Setelah Museum Batik Danar Hadi, Sunset Trip berlanjut ke Museum Keraton Surakarta. Sayang sekali, kami hanya bisa ke museum, enggak bisa masuk ke Keraton Kasunanan Surakarta karena kata Pak Sawi, pemandu kami, keraton sedang direnovasi.

Meski enggak bisa masuk keraton, tur di Museum Keraton Surakarta tetap seru. Apalagi ditambah banyolan-banyolan pemandu wisata kami. Di awal, Pak Sawi menerangkan tentang silsilah dinasti Mataram yang menjadi cikal-bakal Keraton Surakarta.

Dia juga sempat menanyai apa perbedaan antara Surakarta dan Solo. Karena kami enggak bisa menjawab Pak Sawi memberikan jawabannya.  “Surakarta itu nama keratonnya, Solo itu nama desanya,” ucapnya yang langsung disambut dengan “ooo” panjang oleh kami.

Pak Sawi memandu kami memasuki ruangan-ruangan museum. Ia memberi penjelasan tentang raja-raja Keraton Kasunan Surakarta Hadiningrat sampai koleksi-koleksi museum. Lalu kami tiba di Sumur Sanga. Menurut Pak Sawi, tempat tersebut menjadi lokasi persemadian PB IX. Konon, siapa yang meminum air dari sumur itu bakal awet muda, sukses, dan sehat. Beberapa dari kami pun langsung menjajalnya. “Dulu di sini ada pengunjung, setelah mencuci wajah dengan air sumur, langsung terjadi sesuatu padanya. Wajahnya basah,” canda Pak Sawi.

Tur di Museum Keraton Surakarta diakhiri dengan foto bersama prajurit keraton di Kori Kamandungan.

Usai makan siang, kami segera bertolak ke Lokananta. Lokasi pertama yang kami kunjungi adalah Studio Lokananta. Studio legendaris ini pernah dipakai oleh musisi/band Indonesia buat rekaman, misalnya Waldjinah, Glenn Fredly, White Shoes and the Couples Company, dan banyak lagi.

Setibanya di studio, kami langsung menyanyikan “Indonesia Raya” versi tiga stanza. Yap, di Lokananta-lah, rekaman asli “Indonesia Raya” dalam tiga stanza disimpan – 2017 lalu direkam ulang.

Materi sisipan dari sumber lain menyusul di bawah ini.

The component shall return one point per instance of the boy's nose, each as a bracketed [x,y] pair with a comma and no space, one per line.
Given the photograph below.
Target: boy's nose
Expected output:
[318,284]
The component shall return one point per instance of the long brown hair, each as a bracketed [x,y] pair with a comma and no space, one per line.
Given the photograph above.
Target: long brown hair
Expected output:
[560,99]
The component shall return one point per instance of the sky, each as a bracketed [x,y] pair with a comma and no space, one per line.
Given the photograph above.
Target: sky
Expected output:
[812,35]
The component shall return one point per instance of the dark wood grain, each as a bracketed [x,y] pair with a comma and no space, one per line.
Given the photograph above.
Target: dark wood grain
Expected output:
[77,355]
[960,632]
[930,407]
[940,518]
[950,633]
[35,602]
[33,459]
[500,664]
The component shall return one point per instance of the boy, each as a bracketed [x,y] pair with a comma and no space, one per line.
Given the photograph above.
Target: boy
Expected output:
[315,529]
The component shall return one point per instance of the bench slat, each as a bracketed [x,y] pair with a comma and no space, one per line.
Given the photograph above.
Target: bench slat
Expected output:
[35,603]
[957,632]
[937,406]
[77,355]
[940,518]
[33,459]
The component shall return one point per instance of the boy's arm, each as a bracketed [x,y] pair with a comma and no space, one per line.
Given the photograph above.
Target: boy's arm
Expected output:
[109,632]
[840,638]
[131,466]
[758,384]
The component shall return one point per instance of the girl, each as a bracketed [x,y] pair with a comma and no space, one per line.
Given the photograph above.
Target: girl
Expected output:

“Di sini juga ada rekaman-rekaman penting lainnya, seperti pidato proklamasi kemerdekaan Indonesia, dan pidato-pidato Bung Karno lainnya. Kami juga masih menyimpan piringan hitam berisi lagu-lagu daerah yang dijadikan suvenir Asian Games 1962. Tahun ini, lagu-lagu itu dicetak ulang dalam CD dan dijadikan sebagai suvenir untuk atlet di Asian Games dan Asian Para Games 2018,” ungkap Marketing Lokananta, Sriyono.

Kami sempat melihat langsung mixer legendaris, Trident London Series 80 B. Kata Sound Engineer Studio Lokananta, Andi, mixer itu hanya ada empat buah di dunia, salah satunya berada di Abbey Road Studio, London, Inggris.

Perjalanan di Lokananta dilanjutkan ke ruang produksi. Kami menyaksikan proses digitalisasi rekaman-rekaman koleksi Lokananta dan melihat produksi rekaman kaset pita. Kalau kamu punya band, dan ingin merilis album dalam format kaset pita, mungkin kamu bisa melakukannya di Lokananta. Sampai sekarang Lokananta masih melayani jasa pembuatan kaset pita.



Menjelang magrib, kami bergegas ke Alila Solo Hotel untuk berburu senja dari Agra Rooftop lantai 29 Alila. Namun sayang, langit Kota Solo sore itu sedang enggak bersahabat. Sejauh mata memandang hanya mendung yang didapat.

Sekitar jam 18.15 WIB, diiringi gerimis tipis yang menyentuh kaca bus, Sunset Trip menuju CGV Solo di Transmart Pabelan sebagai pemberhentian terakhir.